Bu nitelikleri nedeniyle topluluk, Paravanlar’ı, kendi içinden çıkarak kendini açımlayan oyun biçemiyle sahnelemeye girişiyor, başarıyor da. İşte bu başarıyı kolaylaştıran ya da başarının önünü açan etkenler üzerinde durayım istiyorum kabaca da olsa.
Kadro Emeğiyle Yüceltilen Kolektif Bir Oyun…
Kendi karanlıklarından çıkıp neyi anlatıyor Paravanlar’da Jean Genet?
Fransa’nın ayıbı “Cezayir sömürge masalı” olarak alınabilir Genet metni. Önde Sayid’le Leyla’nın evlilik süreci anlatılıyor görüntüsü, artalanda gitgide yoğunlaşan karmaşanın ağırlığı seyirci sırtına binmekte gecikmiyor elbette. Birbirini üreten sömürü döngüleri oryantalist bakışın pejmürde ettiği kitlelerdeki doğulu, gizemli havanın da baskısıyla özgürleşemeyen, özgürleşmediği için bireyleşemeyen insan coğrafyasını deşiyor, hem de alabildiğine derinlemesine.
Yağmur Yağmur, orkestrasıyla bir büyük opera havasıyla sahneyi açıyor Paravanlar’da. Görkemli bir görsellik eşliğinde müzik, dans, ritim eşliğinde. Bunlara kattığı kırık aynalar, kuklalara dönüştürdüğü göstermeci nesneler aracılığıyla.
Oyun, böylesi büyülü havada âdeta bir şamanın, oyuncular kadar seyirciyi de başına topladığı ritüel çevresinde sunuluyor işte.
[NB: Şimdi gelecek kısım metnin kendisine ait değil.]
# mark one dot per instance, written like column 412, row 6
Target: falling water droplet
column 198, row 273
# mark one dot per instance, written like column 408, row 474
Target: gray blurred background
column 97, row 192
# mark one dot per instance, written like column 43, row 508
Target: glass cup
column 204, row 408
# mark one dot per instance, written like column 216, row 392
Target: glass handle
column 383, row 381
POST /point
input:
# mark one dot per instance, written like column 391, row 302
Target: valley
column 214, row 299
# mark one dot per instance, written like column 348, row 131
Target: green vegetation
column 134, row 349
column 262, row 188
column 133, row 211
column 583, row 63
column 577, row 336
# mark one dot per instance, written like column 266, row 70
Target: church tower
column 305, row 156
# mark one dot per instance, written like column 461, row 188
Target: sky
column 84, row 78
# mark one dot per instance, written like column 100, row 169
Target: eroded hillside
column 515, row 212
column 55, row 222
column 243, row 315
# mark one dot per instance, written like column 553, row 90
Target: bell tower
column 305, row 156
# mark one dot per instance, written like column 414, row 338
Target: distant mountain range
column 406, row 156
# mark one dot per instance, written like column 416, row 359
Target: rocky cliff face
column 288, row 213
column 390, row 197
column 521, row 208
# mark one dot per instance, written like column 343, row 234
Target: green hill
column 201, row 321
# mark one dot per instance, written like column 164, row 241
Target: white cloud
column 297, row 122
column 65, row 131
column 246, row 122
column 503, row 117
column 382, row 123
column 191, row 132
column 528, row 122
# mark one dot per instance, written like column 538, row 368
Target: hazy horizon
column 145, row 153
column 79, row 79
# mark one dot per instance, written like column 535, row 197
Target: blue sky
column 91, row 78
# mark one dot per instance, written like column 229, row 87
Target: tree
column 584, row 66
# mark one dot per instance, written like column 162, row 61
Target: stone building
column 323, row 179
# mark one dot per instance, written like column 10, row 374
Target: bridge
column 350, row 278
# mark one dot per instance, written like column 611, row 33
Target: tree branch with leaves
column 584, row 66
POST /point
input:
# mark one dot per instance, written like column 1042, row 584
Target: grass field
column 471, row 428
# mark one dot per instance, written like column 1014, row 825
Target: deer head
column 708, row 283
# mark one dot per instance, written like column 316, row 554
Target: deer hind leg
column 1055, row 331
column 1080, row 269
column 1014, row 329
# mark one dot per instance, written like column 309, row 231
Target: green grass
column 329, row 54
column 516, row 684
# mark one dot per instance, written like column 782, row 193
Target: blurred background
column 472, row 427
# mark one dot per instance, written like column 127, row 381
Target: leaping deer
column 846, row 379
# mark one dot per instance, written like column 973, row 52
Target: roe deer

Bu sunumda yönetmene yine kendi görüntü ve videoart tasarımı yanında özellikle koreografide Orçun Okurgan, öteki tasarımlarda Cansu Köksal (sahne ve gerçekleştirimde), Aslı Jackson (kostümde), Yakup Çartık (ışıkta) adları da eklenmeli hemen ilk sırada. Bunların yanına Selim Can Yalçın-Barış Manisa (Müzik), Çağrı Hün (ses koçluğu) Ahmet İspirli (animasyon), Ömer Gazi Yılmaz (illüstrasyon), Erin İlkcan Aslan (afiş-video) yazılırken elbette yönetmen yardımcısı Zeliha Gürsoy da özellikle anılmalı.
“Paravanlar” İçin Alkış…
Bir alkış da oyunculara: Altay Özbek, Çiğdem Yıldız, Eren Akova, Gülnara Golovina, İbrahim Cem Tek, Pusat Ürkmez, Sercan Gülbahar, Şirin Ergüven, Teoman Gelmez, Zeliha Gürsoy.
Yeni bir tiyatromuz var İstanbul’da, yalnız İstanbul’da mı; tiyatromuzun sesi, soluğu, bir genç topluluğun olgun adımı, nefesi, seyirciye sunduğu şölen aynı zamanda. Ne şölen üstelik; görsel, eylemsel, dilsel-düşünsel-kavramsal bir buluşma, ufkumuzu açıp geliştiren, çakımlarla, uçkunlarla bizi besleyen.
Teşekkürler K! Kültüral, hoş geldiniz tiyatromuza.